A member of a strong Cycling Ulster team going into Rás Tailteann, Lindsay Watson already has six wins to his name in road races this year and would love a stage in Ireland's premier stage race for men. Last year he got a taste of stage race victory on the home scene when he won Kerry Group Rás Mumhan overall after going into yellow by claiming the opening stage. He knows Rás Tailteann is a step up but says he would love a victory.
Watson (Powerhouse Sport) also told stickybottle he believes the Rás will get progressively harder each season, including this week's edition being tougher than last year. That means there's no better time than this week to take a win, but he also goes in with his eyes wide open. He knows what to expect: brutality.
"It's hard to know with the Rás and every year now going forward it's going to get harder as it starts to attract more foreign teams again. With that mixture of provincial teams, national team, trade teams… it's hard to get a domestic team that's really, really strong."
Watson said the Cycling Ulster team last year was "especially strong" - himself, Matt Teggart, John Buller, Darnell Moore and Gareth O'Neill. However, Teggart is not in the same type of form this year - after a recalibration when his UK Continental collapsed in recent weeks. Buller and O'Neill are riding the race for their UK elite team, PB Performance.

This year Watson is part of an UIster team that includes Conor Halvey, Jamie Meehan, Mitchell McLaughlin and Nathan Mullan. He believed that was still a very strong selection and, perhaps, it may benefit them not to be looked upon by everyone else as one of the strongest teams in the race, the way last year's line-up was, with all the pressure that comes with that.
"For me, I've always said I'd love a stage win," he said. "So, yeah, that's something I'll go after. I think the overall, as nice as it would be, it will be a tricky one, it really will."
Watson opened his account with a win in the John Haldane Memorial on the second weekend of the season, followed by the PJ Logan Road Race two weeks later. There followed victory in the Killinchy GP on the first weekend in April and then the Mid Ulster GP and Lakeland GP on consecutive days on the penultimate weekend in April, followed by the Sean Lynch Memorial the weekend before last.
While he is a seasoned competitor, and a proven winner in both road races and TTs even before this season, his run of form so far in 2023 has been impressive. He has been aggressive and been able to win via sprints from breakaways or with very long solo efforts.
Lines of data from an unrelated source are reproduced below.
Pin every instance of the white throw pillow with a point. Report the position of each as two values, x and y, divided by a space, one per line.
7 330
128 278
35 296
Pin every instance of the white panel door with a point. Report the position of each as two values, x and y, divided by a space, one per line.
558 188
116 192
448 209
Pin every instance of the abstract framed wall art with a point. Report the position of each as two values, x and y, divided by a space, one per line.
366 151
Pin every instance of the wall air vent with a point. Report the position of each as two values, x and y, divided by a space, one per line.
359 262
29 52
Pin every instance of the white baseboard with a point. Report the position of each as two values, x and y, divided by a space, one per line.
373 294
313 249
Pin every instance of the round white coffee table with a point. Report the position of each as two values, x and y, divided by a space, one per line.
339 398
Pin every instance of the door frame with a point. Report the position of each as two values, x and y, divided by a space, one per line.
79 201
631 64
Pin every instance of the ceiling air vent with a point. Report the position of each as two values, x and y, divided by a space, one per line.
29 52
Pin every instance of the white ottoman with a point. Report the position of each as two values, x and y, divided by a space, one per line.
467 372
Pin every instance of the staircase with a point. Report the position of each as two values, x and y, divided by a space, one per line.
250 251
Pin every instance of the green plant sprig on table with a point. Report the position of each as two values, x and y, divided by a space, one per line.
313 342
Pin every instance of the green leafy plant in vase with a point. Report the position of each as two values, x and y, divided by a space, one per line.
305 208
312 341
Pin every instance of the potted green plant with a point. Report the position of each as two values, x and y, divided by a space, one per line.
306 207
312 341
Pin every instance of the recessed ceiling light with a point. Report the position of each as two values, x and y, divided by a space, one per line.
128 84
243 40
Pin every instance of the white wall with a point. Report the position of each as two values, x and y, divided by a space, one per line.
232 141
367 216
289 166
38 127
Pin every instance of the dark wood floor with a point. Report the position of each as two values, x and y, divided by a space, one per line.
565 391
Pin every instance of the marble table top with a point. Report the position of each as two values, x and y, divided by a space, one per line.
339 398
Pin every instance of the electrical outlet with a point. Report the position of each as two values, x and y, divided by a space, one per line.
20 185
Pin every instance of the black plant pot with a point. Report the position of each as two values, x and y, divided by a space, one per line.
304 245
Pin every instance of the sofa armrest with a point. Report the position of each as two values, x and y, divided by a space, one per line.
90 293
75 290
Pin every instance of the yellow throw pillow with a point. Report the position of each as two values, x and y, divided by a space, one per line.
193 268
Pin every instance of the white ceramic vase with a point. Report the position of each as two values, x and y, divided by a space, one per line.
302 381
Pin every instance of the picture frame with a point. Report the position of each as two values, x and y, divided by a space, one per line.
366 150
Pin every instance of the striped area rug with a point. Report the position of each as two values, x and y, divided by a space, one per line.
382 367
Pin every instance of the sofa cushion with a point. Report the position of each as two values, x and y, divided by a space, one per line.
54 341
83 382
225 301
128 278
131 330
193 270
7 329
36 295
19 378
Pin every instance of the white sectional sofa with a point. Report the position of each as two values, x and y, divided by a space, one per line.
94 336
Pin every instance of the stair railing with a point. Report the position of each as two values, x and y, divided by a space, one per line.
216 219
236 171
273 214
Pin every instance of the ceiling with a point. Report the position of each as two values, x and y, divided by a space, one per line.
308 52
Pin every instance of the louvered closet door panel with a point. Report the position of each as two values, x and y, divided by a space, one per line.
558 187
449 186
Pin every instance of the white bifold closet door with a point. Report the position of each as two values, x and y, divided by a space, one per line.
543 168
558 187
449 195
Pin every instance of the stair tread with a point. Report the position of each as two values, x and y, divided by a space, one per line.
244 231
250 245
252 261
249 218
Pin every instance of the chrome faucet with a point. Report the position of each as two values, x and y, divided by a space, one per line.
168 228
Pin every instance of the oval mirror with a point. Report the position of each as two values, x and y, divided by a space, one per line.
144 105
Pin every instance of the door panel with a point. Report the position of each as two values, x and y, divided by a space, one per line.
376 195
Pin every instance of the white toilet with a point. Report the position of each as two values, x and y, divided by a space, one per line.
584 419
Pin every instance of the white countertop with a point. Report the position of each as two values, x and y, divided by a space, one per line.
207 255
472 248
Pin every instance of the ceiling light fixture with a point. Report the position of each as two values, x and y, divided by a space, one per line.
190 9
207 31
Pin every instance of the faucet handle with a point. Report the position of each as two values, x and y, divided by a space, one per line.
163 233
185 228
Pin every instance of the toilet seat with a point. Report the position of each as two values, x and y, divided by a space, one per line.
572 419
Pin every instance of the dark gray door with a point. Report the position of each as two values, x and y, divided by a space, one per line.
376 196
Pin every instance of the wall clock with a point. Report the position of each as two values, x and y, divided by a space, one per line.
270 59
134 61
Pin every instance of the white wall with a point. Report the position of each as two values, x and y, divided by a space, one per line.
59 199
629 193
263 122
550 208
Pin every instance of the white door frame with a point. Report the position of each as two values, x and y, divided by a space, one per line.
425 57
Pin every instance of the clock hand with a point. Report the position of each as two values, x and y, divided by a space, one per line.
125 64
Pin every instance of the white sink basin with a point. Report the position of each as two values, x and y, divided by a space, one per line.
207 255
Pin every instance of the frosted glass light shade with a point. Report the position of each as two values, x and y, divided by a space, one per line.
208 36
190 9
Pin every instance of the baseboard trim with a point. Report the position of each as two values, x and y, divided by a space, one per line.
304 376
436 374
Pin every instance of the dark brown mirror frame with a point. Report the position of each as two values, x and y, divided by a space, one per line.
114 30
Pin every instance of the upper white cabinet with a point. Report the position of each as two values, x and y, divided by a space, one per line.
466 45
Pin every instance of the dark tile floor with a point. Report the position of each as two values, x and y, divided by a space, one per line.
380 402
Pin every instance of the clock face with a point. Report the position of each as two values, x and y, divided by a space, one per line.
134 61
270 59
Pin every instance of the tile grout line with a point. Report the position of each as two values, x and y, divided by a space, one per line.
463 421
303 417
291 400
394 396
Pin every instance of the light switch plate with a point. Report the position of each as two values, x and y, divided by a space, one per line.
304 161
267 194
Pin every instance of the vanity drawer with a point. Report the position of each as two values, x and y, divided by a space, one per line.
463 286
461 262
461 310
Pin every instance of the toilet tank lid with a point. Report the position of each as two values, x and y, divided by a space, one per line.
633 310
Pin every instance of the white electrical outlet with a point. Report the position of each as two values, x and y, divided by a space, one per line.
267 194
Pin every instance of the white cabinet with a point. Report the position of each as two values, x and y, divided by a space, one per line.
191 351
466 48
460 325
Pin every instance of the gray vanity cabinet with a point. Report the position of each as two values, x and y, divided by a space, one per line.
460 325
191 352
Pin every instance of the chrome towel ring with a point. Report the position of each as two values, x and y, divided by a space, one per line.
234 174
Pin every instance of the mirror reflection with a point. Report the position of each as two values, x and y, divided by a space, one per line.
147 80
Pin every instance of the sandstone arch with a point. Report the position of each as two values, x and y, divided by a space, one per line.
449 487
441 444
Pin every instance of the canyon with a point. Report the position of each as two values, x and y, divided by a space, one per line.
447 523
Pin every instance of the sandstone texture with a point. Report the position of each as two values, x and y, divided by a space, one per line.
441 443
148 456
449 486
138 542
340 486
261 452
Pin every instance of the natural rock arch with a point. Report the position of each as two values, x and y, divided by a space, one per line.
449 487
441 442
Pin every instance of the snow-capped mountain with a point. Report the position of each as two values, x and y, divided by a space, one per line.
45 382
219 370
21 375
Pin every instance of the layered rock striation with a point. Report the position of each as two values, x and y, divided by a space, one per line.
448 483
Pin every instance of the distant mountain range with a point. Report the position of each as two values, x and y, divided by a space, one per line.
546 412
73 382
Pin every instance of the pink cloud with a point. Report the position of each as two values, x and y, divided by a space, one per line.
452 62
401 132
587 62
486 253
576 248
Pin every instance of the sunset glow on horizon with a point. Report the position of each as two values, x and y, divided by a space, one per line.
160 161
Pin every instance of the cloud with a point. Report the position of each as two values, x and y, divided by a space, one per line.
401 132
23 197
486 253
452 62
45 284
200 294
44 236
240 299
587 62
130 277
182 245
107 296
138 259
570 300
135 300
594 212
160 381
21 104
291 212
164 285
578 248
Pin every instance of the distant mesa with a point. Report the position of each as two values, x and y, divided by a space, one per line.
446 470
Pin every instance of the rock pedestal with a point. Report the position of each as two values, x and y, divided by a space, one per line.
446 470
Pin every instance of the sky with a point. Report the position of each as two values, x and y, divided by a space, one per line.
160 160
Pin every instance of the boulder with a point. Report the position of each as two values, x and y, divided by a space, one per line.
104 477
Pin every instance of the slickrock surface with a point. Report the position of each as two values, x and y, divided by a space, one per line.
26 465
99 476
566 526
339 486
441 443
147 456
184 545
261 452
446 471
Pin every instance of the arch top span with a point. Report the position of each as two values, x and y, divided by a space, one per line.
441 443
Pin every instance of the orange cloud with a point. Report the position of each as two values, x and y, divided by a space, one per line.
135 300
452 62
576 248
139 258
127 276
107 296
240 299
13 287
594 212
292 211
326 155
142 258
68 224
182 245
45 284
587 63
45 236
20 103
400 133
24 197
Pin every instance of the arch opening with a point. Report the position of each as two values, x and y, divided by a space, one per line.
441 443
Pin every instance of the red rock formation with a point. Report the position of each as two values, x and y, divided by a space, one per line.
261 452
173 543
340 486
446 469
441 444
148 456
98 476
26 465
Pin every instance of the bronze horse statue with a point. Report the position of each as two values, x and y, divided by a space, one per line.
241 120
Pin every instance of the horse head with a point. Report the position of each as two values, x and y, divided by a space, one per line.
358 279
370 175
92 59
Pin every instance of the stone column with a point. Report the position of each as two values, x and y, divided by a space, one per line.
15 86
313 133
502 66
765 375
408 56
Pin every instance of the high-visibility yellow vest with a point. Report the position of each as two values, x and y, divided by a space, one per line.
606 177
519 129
Strangely, he says his form is perhaps a product of being forced to train indoors for months over the winter, up to the start of the season and even in recent weeks.
"I got hit by a car last year and I did a lot of damage to my elbow," he said. "So, of the back of that, a lot of my training was indoors. It was really only late January… that was my first time getting back out onto the road again. I'm still, I suppose, suffering from it. After a big weekend of riding on the road, I'm sore. So I'm still doing a lot of my training indoors through the week."
With so much of his training being done on the home trainer, he believed the quality of those efforts - the precise way he could measure the efforts and never wasting any time - has likely resulted in his good form in recent months.
"I'm working nearly 10 hours a day," said Watson, who works as an engineer when he's not training, racing or tinkering around with his bikes. "So it's 5 o'clock starts," he explains of rising very early to hit the home trainer.
"I may do 1½ hours in the morning indoors, easy. And then my sessions during week are usually done with a bit of intensity - tempo, sweetspot type intervals… intensity maybe two or three times a week.
"The mornings would be low intensity, easy. But it all adds up; that extra hour or so in the morning really helps. It's a case of up every morning an 5 to do at least an hour. I'm that busy with work it's the only way I can squeeze in volume through the week - accumulate that time in the morning on top of 1½-2 hours in the evenings."
Whether that will be enough, and a working man can still win a stage on the Rás, will soon become clear as the race kicks off tomorrow for five stages of action.